An index used by pension funds for benchmarking shows returns from farmland holdings continue to decline. The Farmland Index maintained by the National Council of Real Estate Investment Fiduciaries (NCREIF) shows the total return for the third quarter was 1.02%. That is down from 1.63% the previous quarter and down from 1.40% a year earlier. The quarterly total was composed of 1.34% income return and depreciation of 0.31%.
After modest gains of 0.5% per quarter in the first half of the year, the income return strengthened in the third quarter, yet it’s still below its long-term average of 1.69%. Farmland values have been shifting between appreciation and depreciation each quarter since mid-2016 and, after 1.06% appreciation the previous quarter, experienced another quarter of slight depreciation.
Closing the Gap.
The gap between permanent and annual cropland continued to tighten in the third quarter with quarterly returns of 1.21% for permanent cropland and 0.89% for annual cropland. Permanent cropland outperformed for the quarter as its 1.95% income return offset 0.74% depreciation.
Annual cropland performance for the quarter was dominated by its income return with appreciation nearly flat, at 0.01%. During the trailing year, permanent cropland returned 7.98%, compared with 4.71% for annual cropland. Total returns for these two categories have less of a gap with annualized returns of 12.27% for permanent cropland and 10.50% for annual cropland.
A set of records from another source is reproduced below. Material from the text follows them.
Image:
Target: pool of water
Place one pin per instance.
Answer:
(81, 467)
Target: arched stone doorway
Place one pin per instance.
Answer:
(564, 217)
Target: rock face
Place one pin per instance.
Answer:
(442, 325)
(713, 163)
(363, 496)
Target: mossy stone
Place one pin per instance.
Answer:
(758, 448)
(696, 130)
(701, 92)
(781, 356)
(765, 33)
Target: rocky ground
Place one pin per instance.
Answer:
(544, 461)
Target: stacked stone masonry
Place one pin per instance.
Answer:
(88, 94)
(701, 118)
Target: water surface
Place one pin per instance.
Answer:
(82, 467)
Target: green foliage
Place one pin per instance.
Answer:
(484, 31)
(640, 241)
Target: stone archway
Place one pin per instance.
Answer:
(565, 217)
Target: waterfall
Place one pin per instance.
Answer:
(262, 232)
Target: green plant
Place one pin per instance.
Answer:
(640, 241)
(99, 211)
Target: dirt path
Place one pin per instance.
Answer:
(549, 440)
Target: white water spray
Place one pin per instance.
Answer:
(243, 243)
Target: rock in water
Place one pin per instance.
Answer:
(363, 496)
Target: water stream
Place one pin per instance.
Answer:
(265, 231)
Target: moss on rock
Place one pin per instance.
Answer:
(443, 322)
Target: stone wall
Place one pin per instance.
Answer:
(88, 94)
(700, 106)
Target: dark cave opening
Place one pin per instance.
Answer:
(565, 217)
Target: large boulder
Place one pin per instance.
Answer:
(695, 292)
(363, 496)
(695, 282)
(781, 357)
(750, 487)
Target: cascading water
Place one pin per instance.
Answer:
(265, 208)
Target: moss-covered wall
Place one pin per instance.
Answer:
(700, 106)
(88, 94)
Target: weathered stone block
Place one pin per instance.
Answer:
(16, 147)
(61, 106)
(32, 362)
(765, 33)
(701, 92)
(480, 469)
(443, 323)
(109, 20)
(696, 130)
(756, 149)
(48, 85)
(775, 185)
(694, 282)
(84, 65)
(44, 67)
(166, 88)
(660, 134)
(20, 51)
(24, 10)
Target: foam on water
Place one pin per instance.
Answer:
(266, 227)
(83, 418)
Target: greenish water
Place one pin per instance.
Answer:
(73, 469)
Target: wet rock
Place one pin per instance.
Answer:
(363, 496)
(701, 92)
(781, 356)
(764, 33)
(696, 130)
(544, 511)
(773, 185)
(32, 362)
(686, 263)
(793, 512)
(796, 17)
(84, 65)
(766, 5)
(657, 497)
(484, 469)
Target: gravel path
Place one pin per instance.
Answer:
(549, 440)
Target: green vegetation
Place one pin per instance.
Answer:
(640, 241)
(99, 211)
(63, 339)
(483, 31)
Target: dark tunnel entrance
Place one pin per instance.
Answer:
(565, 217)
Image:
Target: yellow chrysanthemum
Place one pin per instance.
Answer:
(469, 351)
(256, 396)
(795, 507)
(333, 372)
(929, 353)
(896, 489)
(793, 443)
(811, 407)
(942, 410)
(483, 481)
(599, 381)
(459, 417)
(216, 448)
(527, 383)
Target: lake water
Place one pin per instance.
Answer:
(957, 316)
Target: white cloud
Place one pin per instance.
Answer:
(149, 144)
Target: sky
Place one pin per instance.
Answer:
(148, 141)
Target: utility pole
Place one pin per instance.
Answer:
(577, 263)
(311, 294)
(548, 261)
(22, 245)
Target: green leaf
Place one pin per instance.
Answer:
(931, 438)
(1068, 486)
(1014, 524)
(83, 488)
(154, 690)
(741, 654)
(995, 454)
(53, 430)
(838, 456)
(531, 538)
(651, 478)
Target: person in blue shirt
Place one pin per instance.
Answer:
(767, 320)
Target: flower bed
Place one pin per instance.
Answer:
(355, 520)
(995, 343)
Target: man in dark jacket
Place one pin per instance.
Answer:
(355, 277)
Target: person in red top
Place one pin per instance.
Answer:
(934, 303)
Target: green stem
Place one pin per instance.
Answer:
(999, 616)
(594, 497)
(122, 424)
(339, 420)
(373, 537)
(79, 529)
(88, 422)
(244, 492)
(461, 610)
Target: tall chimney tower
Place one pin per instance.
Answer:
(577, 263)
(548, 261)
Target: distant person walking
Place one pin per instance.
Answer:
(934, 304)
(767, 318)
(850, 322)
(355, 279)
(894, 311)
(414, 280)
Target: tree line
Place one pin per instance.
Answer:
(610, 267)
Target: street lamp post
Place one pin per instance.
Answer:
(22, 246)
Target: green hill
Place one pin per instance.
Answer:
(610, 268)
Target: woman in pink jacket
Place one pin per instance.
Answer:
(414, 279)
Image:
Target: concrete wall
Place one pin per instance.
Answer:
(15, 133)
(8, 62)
All but one region had positive total returns in the third quarter, although half experienced depreciation. The Southern Plains (1.72%), Pacific West (1.52%) and Mountain States (1.28%) led regional performance for the quarter. Among these three, only the Pacific West had depreciation, which was offset by a 2.03% income return. The Corn Belt (0.88%) and Southeast (0.72%) had modest appreciation to support total returns, while depreciation in the Delta States (0.63%) and Pacific Northwest (0.26%) was a drag on mildly positive total returns.
The only negative regional quarterly total return was in the Lake States, at -1.54%, which had a modest income return and 1.86% depreciation.
The NCREIF Farmland Index consists of 699 investment-grade farm properties, totaling $8.1 billion in value. These properties are composed of 465 annual cropland properties and 234 permanent farmland properties. The index includes 218 properties in the Pacific West, 163 in the Corn Belt, 80 in the Delta States, 66 in the Mountain States, 57 in the Pacific Northwest, 41 in the Southeast, 36 in the Lake States and 20 in the Southern Plains.